Since the mistake was discovered in late May, about half the 150 Royal Orthopaedic tests earmarked for independent review have been rechecked. No other errors have yet come to light. The process is expected to be completed within four weeks.

Pathology has an undeservedly poor status as a medical speciality. Most people think of pathologists as rather grim- faced doctors who carry out post-mortems and help the police with murder inquiries. Some are, but the majority spend most of their time carrying out routine or emergency diagnostic tests on tissue or blood from patients who are very much alive. Millions of these tests are carried out each year, the vast bulk of them prompting no cause for concern. Standards remain high, partly because of regular peer review and 'quality assurance' random checks.

But the number of surgical biopsies being carried out has increased by 22 per cent in the past five years. The Royal College of Pathologists and the Association of Clinical Pathologists fear that increases in consultant numbers and support staff have failed to keep pace with the extra workload.
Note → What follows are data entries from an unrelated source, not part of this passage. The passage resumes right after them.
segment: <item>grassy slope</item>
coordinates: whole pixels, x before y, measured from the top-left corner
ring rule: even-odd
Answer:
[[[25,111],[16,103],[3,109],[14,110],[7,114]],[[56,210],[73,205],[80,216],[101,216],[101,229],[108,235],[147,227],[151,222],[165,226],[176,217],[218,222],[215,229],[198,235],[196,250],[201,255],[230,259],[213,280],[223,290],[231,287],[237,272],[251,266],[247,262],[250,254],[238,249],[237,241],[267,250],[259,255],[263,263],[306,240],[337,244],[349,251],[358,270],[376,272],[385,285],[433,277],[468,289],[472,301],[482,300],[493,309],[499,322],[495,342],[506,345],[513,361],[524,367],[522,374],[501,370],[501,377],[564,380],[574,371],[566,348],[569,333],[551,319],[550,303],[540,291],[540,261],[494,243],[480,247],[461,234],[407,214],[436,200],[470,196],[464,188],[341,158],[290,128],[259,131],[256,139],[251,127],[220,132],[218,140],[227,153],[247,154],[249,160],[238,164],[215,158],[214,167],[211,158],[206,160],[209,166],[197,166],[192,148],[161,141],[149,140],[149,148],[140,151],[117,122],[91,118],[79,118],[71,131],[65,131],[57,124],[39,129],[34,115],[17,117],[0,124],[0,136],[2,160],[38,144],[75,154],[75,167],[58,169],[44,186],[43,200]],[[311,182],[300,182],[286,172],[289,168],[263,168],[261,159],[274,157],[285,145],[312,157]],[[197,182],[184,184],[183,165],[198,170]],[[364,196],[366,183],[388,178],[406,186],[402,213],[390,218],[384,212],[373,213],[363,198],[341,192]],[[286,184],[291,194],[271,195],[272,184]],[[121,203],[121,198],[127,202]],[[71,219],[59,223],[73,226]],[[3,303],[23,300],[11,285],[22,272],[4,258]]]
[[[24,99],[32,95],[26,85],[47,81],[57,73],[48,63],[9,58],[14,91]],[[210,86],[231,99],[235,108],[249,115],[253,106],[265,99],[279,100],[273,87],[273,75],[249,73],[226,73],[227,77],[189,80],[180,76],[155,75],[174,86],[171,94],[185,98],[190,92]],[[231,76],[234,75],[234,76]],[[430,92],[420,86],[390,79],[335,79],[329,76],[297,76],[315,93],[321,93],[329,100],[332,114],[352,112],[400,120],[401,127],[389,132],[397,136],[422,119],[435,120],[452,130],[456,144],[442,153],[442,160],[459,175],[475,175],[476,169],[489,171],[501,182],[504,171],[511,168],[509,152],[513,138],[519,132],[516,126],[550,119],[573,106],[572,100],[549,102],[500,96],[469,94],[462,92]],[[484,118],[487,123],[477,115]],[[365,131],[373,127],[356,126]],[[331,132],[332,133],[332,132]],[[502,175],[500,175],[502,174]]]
According to Dr Malcolm, anecdotal evidence appears to be growing of pathologists exceeding the maximum annual workload of 4,000 tests per consultant, jointly recommended last year by the college and the association. 'If the pathologist gets it wrong, the results can be pretty catastrophic for the individual concerned,' he says. 'Obviously, if the workload increases, the pressures increase and so does the risk of a mistake.'

Over the past year, negotiations between the North Hertfordshire NHS Trust and a Swiss firm seeking to take over the pathology laboratory at the Lister Hospital, Stevenage, have cast a long shadow over the profession. If a deal is struck, many fear it will signal the start of a fragmentation of NHS pathology services, with damaging consequences for training and the maintenance of common and high standards.

Henry Fell, who chairs the British Medical Association's pathology sub- committee, is in no doubt that his speciality is particularly vulnerable to the predations of private-sector operators and the ideologues of market testing in Whitehall and Westminster.

This, he believes, is because of the perceived 'portability' of the speciality - the notion that pathologists do not deal with patients, only bits and pieces of them, and are therefore not as necessary as consultant surgeons, for example, or gynaecologists. 'Some managers think of it as some sort of bolt-on ancillary service, amenable to market testing in the same way as laundry or catering; as if they can put a penny in the slot, press a button and get a result,' Dr Fell protested in a recent letter to colleagues.

He described developments at the Lister Hospital as 'a serious threat' to professional standards, since consultant pathologists would continue to be employed by the trust while their equipment, facilities and support staff came under the control of a private company.

Patients at the Royal Orthopaedic Hospital, caught in an appalling limbo of uncertainty, have more immediate concerns. Until the inquiry reports, it is impossible to say what lay behind the diagnostic errors revealed at the weekend. Yet the rest of us should not panic. What we should remember is that while occasional human errors can never be ruled out, clinical standards are generally high and improving constantly.